Le Conseil de l’Union européenne a transmis, mercredi 8 novembre, l’avis de la Banque centrale européenne (BCE) émis le 31 octobre portant sur la proposition de la Commission européenne d'un règlement pour un euro numérique. Cette proposition vise à offrir un cadre légal à un euro numérique si le Conseil des gouverneurs de la BCE décidait, à la suite de sa phase de préparation, de lancer effectivement l’euro numérique.
Une grande part de la vision de la BCE sur l'euro numérique avait déjà été communiquée, notamment, à l’issue de la phase d’investigation, une procédure distincte du processus législatif européen (EUROPE 13274/29).
De manière générale, la BCE salue la proposition de la Commission européenne. Elle fournit cependant quelques propositions d’amendements.
La BCE se félicite particulièrement de la proposition de fournir un cours légal à l’euro numérique et de rendre ainsi son acceptation obligatoire.
L'institution salue également la proposition d’inscrire dans le droit européen la gratuité des principes de base liés à un potentiel euro numérique. Elle recommande cependant d’étendre la liste de ces services de base pour y inclure les fonctionnalités de chargement et de déchargement des fonds en euros numérique.
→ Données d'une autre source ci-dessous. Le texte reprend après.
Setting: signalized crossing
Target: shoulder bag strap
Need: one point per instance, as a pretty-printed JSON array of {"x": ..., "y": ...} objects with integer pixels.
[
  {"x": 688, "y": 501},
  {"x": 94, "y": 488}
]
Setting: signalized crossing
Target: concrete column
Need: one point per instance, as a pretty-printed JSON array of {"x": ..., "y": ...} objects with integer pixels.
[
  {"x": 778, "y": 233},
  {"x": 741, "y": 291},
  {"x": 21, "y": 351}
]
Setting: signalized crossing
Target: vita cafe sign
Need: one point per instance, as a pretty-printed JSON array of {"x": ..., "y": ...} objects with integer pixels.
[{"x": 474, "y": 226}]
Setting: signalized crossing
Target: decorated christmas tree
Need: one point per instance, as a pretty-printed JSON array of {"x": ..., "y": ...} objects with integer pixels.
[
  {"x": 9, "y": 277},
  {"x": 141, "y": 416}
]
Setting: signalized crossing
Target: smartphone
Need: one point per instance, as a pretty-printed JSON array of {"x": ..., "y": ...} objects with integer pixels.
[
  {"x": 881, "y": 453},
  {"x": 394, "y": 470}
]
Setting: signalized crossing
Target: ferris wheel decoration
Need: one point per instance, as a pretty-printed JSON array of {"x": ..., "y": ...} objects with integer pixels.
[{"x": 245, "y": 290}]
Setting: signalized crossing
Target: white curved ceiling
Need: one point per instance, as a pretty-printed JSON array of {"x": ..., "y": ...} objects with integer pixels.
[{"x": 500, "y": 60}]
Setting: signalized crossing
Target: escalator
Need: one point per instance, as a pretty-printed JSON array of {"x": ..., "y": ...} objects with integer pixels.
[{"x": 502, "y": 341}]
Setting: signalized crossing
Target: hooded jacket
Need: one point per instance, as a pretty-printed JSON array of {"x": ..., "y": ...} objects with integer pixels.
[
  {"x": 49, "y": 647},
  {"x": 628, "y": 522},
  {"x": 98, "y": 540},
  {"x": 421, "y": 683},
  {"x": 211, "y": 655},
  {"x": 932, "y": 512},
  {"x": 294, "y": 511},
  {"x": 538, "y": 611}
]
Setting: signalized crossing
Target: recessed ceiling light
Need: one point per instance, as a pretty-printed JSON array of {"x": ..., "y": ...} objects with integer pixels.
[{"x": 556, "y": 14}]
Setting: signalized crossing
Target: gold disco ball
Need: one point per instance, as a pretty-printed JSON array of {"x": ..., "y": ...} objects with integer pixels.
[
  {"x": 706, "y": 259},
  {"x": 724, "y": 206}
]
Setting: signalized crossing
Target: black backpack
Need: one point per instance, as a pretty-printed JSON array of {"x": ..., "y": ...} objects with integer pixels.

La BCE craint des conséquences négatives, notamment pour l’attractivité de l’euro numérique, si ces services venaient à être facturés par les fournisseurs de service de paiement.
Au chapitre de la neutralité technologique, la BCE met en garde contre l'inclusion de dispositions exigeant ou interdisant des conceptions ou des caractéristiques techniques spécifiques pour l'euro numérique, ce qui pourrait affecter le bon fonctionnement, l'évolution ou la demande de l'euro numérique et la faculté de la BCE de mener une politique monétaire indépendante.
Au sujet de la distribution, la BCE salue également l'objectif de permettre des incitations économiques appropriées pour les intermédiaires privés qui distribuent l'euro numérique.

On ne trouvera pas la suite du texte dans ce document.